Hi, I was waiting in a car park near the ferry terminal last September and there were a group of about 8 hoodied young men circulating, the police were patrolling and moving them on but  several times 1 went behind my van but soon moved when I reversed towards him, they were nowhere to be seen the next morning when I returned to meet up with the rest of the race team who had spent the night inside the port, I moved away to a village 15 minutes drive away and parked up for the night in a car park next to the tourist information office.

Graham


----------



## Fazerloz (Jun 14, 2018)

Thanks for the warning. If one gets under my van I will head South immediately.


----------



## Pauljenny (Jun 14, 2018)

alcam said:


> Sorry to denigrate the population of France , or any other nation , because of a sticker somewhere is frankly dreadful .
> To be fair not so unusual on here



I take folk as I find them. 
We've noticed a change in attitude amongst the people we meet on the aires.

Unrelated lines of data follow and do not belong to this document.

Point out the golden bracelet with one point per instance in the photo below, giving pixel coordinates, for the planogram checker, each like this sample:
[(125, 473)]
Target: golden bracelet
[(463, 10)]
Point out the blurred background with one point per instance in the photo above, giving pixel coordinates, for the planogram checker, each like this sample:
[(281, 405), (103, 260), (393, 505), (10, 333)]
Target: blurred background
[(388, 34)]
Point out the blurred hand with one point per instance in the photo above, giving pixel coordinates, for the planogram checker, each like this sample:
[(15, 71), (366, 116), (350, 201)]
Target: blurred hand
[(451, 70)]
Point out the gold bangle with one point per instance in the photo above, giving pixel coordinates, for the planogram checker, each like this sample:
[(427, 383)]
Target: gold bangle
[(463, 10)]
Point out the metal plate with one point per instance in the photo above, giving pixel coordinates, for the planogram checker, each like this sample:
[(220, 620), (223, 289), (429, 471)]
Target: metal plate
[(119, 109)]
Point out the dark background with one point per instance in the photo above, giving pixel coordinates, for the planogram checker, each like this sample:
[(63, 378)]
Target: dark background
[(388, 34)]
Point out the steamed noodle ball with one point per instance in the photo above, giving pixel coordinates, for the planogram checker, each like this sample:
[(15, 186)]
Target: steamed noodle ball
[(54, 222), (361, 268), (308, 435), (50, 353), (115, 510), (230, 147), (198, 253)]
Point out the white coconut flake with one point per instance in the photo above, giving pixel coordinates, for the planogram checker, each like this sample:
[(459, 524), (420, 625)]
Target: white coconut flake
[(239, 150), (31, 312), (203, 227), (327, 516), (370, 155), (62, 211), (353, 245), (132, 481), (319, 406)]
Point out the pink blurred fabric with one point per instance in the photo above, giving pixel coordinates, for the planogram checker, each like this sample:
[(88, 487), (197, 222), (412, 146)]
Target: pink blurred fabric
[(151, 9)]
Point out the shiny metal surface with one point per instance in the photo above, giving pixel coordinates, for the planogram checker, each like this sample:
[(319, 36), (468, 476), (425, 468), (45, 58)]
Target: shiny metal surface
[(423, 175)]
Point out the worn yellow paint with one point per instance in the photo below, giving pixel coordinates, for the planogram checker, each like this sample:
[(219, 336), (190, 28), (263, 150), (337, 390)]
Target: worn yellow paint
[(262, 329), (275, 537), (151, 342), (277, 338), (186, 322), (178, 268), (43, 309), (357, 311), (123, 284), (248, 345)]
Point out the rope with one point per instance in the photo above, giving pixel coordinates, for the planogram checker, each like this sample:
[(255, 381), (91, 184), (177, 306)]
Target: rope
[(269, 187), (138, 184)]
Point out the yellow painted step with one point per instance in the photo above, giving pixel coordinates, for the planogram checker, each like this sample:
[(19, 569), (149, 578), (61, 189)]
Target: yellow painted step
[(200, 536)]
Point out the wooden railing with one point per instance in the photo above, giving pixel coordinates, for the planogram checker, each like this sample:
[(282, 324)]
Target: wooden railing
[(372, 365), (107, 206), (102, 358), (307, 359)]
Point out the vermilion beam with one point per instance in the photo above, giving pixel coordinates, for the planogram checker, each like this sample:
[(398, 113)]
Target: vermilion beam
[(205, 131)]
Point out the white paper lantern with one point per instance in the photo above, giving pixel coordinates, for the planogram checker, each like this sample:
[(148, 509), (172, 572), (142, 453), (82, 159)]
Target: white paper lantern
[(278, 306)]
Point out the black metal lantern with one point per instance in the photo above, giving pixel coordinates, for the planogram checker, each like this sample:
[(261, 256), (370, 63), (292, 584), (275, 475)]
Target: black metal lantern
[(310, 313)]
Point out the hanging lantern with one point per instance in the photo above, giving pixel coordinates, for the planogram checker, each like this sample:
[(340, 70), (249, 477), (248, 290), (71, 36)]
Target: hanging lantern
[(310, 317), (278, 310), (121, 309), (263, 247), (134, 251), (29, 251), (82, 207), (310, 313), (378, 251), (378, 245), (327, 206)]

Maybe we've been unlucky with our sampling of the population.
Maybe it's because we're older than most of the folk with their shiny new vans, that we meet nowadays.
Whatever.
If we feel we're unwelcome, we'll spend our hard earned elsewhere.
S.O.D.D.E.M !


----------



## Pauljenny (Jun 14, 2018)

1807truckman said:


> Hi, I was waiting in a car park near the ferry terminal last September and there were a group of about 8 hoodied young men circulating, the police were patrolling and moving them on but  several times 1 went behind my van but soon moved when I reversed towards him, they were nowhere to be seen the next morning when I returned to meet up with the rest of the race team who had spent the night inside the port, I moved away to a village 15 minutes drive away and parked up for the night in a car park next to the tourist information office.
> 
> Graham




Yeah,
We were there on the 12th.. Could have been the same lot ?
They didn't seem to have any luggage, but had mobile phones. How do they manage to charge the batteries and top up the credit?
Someone must be supporting them?


----------



## roamingman (Jun 14, 2018)

You have to remeber a lot of French people, not all, do not forgive us for destroying their navy in the war.  But I used to drive HGV's over 40 years ago, and met some wonderful French people.  Been back a few years ago still found good people.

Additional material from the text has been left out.